The DJ is glamorous as ever: perfect hair, perfect skin, Prada wraparound shades, designer jeans, crisp white shirt, bling(was that platinum or silver?) Growing more handsome with age(I know he’d kill me to make reference to his late 30s status), he is slender and chic, a now New Yorker in the City for a weekend of spinning and shopping. And we can do lunch in the Castro without wanting to kill each other.
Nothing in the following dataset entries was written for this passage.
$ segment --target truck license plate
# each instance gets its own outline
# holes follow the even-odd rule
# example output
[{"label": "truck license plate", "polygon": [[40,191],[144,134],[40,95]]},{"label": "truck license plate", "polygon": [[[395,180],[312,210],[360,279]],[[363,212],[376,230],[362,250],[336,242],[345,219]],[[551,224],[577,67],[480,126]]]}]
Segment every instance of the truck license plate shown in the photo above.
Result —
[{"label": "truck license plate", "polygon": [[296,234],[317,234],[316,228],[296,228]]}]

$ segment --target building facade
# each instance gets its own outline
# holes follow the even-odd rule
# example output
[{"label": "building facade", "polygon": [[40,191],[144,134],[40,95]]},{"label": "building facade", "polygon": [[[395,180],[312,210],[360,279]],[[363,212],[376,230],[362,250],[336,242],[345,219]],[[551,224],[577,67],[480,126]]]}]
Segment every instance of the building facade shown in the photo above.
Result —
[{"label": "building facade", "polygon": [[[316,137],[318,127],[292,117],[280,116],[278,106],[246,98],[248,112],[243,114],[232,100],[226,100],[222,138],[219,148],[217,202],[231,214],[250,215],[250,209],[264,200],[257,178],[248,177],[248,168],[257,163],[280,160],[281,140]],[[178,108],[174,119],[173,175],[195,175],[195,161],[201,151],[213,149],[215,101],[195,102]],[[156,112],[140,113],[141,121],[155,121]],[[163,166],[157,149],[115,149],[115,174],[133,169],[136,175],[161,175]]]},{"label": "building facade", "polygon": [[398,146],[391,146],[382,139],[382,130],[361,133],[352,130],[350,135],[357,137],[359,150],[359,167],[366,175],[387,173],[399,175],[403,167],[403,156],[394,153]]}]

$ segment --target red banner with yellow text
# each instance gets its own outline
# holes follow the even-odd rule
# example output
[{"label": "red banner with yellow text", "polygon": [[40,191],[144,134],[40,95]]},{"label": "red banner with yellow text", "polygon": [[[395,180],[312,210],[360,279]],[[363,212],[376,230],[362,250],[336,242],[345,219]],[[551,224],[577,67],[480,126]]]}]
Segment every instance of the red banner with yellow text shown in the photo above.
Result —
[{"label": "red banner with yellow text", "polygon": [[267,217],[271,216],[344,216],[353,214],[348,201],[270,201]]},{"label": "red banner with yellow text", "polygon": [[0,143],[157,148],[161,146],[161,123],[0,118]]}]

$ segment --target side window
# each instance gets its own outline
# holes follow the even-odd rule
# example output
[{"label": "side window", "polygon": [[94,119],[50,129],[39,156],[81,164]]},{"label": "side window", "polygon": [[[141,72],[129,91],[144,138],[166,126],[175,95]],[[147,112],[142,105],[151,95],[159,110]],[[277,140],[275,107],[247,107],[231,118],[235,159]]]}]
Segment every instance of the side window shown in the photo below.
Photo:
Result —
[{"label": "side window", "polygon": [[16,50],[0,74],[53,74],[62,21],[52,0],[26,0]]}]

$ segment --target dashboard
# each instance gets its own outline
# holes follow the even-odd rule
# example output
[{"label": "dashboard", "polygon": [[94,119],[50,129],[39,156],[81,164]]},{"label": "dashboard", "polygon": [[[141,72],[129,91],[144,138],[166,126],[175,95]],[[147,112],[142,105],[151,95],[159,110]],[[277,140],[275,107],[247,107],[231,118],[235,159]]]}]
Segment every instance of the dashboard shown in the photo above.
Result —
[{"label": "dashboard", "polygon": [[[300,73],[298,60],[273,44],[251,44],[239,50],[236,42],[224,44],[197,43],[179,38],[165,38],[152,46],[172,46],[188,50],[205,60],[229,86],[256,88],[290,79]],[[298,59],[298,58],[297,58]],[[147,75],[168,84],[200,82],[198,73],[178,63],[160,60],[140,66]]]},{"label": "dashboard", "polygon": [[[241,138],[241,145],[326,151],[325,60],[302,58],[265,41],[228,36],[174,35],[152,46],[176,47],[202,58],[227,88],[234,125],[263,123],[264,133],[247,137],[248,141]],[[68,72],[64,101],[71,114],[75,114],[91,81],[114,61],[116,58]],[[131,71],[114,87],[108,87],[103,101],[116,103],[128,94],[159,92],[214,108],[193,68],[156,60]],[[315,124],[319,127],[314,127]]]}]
The DJ and I were inseparable for the better part of a decade. But, like most good teams be it the Beatles or the Supremes, we got to be too much for one another. We are better like this, fond old friends who’ve both grown up into individuals. I’m 8 months pregnant, in my first live-in relationship, all belly and mellowness(at last!). He’s fashionable professional, living out his passion for music. We live on opposite coasts and very different lifestyles but we share a bond that can’t be ruined by time or drama.

Friendship endures.

The tough go skating

Get me on roller skates under a disco ball and I’m high as a bat again. Last night, Izzy and I made our way to the Peninsula to Rainbow Skate, a weekly gay roller disco party. Suddenly, my blues were gone as I circled around and around on the hardwood to the tune of Donna Summer, SoftCell, and cheesy Top 40. Not only was it a good leg workout but it reminded me of who I am: funny, bubbly, and so cute strangers blow me kisses.